MA: Is there a realistic chance patients can see again or are these therapies more to improve vision?DB: One of the first patients in our LCA10 trial was a 40ish-year-old male. This gentleman lost his sight in his 20s and had been completely blind for about 15-20 years. The only thing he could see is if it was day or night, but he couldn't see movement, shape or color. This gentleman received one dose of our drug in one of his eyes. Six weeks later, he calls his physician and says, ‘I am walking through the airport and I can read signs.’ This gentleman went from seeing nothing to now being able to read and recognize people. We are not just hopeful, but we have seen real-life improvements.

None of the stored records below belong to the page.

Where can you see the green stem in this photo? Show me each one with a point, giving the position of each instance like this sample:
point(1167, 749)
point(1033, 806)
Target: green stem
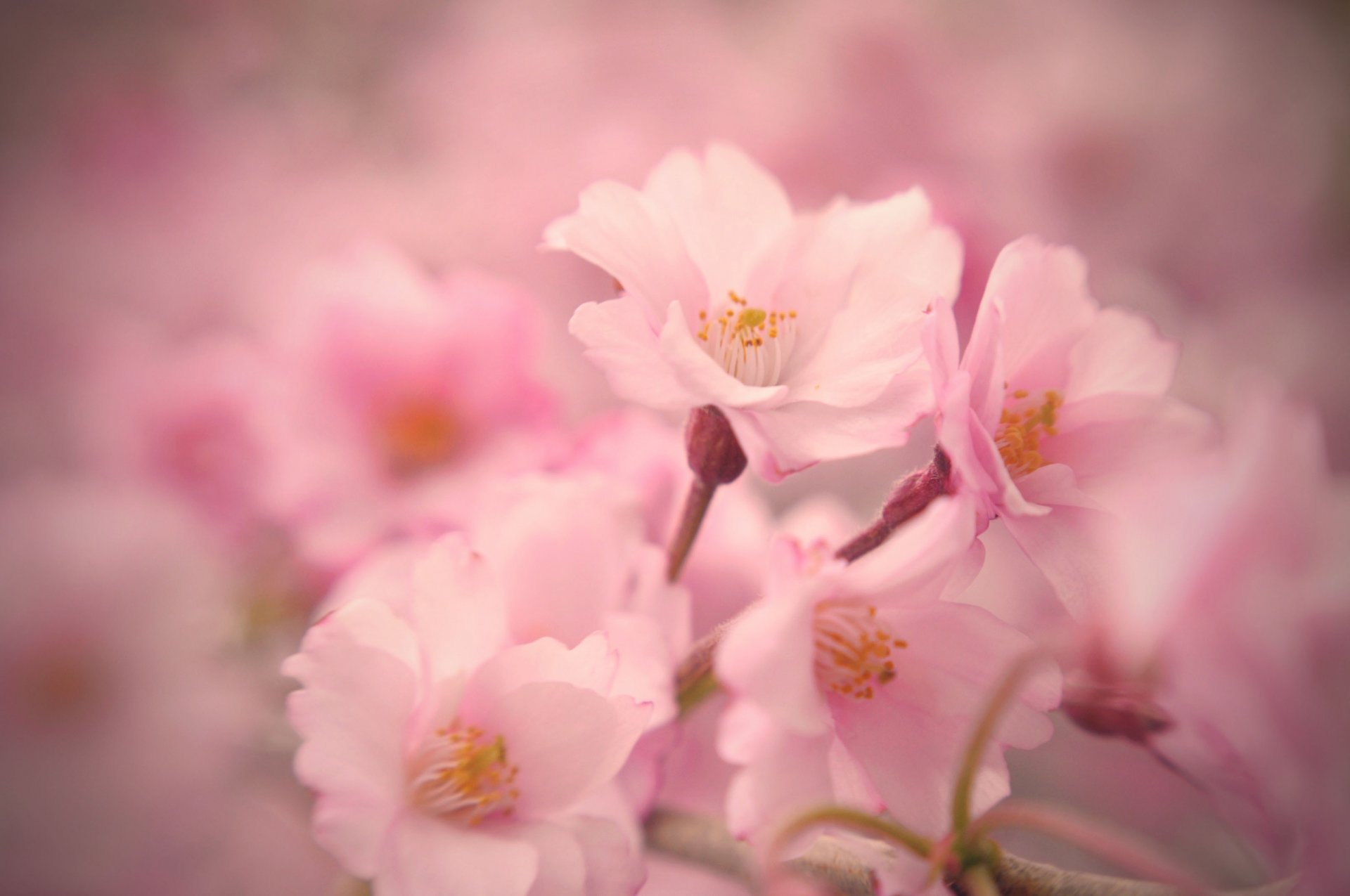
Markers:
point(1118, 848)
point(858, 822)
point(982, 736)
point(979, 881)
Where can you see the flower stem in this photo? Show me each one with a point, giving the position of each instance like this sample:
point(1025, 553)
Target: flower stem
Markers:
point(695, 507)
point(979, 881)
point(908, 500)
point(980, 737)
point(858, 822)
point(1118, 848)
point(694, 677)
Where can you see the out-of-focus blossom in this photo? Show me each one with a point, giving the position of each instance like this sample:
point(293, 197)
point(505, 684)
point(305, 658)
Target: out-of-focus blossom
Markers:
point(1229, 590)
point(802, 330)
point(1053, 403)
point(856, 683)
point(120, 718)
point(406, 394)
point(635, 450)
point(443, 764)
point(200, 420)
point(562, 557)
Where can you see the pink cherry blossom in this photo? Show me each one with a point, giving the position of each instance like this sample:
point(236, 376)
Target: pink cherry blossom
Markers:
point(1053, 403)
point(199, 419)
point(1229, 594)
point(856, 683)
point(554, 557)
point(804, 330)
point(442, 764)
point(405, 394)
point(120, 717)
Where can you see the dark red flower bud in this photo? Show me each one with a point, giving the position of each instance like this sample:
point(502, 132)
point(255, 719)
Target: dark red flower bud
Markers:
point(714, 455)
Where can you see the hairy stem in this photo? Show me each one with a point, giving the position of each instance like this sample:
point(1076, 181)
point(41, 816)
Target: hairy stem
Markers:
point(708, 844)
point(1118, 848)
point(695, 507)
point(694, 677)
point(983, 733)
point(859, 822)
point(908, 500)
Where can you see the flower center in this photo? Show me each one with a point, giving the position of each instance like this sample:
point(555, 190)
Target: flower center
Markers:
point(463, 775)
point(1021, 431)
point(750, 343)
point(852, 649)
point(418, 435)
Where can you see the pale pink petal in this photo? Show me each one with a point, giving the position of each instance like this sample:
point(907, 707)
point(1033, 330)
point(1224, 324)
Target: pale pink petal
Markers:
point(958, 431)
point(1067, 544)
point(801, 434)
point(562, 866)
point(459, 608)
point(1046, 308)
point(941, 346)
point(358, 670)
point(591, 664)
point(956, 656)
point(645, 664)
point(769, 656)
point(565, 740)
point(1112, 438)
point(983, 362)
point(638, 240)
point(867, 268)
point(563, 550)
point(624, 343)
point(1121, 353)
point(728, 211)
point(789, 775)
point(704, 377)
point(875, 337)
point(864, 246)
point(911, 758)
point(425, 856)
point(612, 862)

MA: How do you address safety issues?DB: We do a tremendous amount of pre-clinical safety studies to understand what we will potentially encounter and what we have to look for in a clinical setting. So far, these studies show to be really predictive, so that's very helpful. Then there is the reality that there are a limited number of patients with these diseases. It is helpful for us that RNA therapies in the eye are pretty well understood. From a safety perspective, they typically behave in the same way, and therefore we can build on a wealth of experience that is out there with RNA therapies in the eye to inform the safety of our programs.
MA: Is this a one-time administration of therapy?
DB: It is a chronic therapy that likely needs to be administered once or twice every year. It is not very frequent, so it is a low burden on patients. Physicians like to continue to see their patients and monitor their progression and make sure their patients are in good shape. From a patient perspective, receiving treatment once or twice a year to prevent blindness or maybe even improve vision is generally, and this is what we learn from patients, an acceptable burden. On top of that, there is probably a safety aspect to this. A drug that you give only once with permanent results may have irreversible safety outcomes that are permanent. In our situation, where we dose once or twice a year, if there would be a negative effect at some point in the future, you can always stop treating the patient and reverse the safety concern.
Moe Alsumidaie, MBA, MSF, is a thought leader and expert in the application of business analytics toward clinical trials, and Editorial Advisory Board member for and regular contributor to Applied Clinical Trials.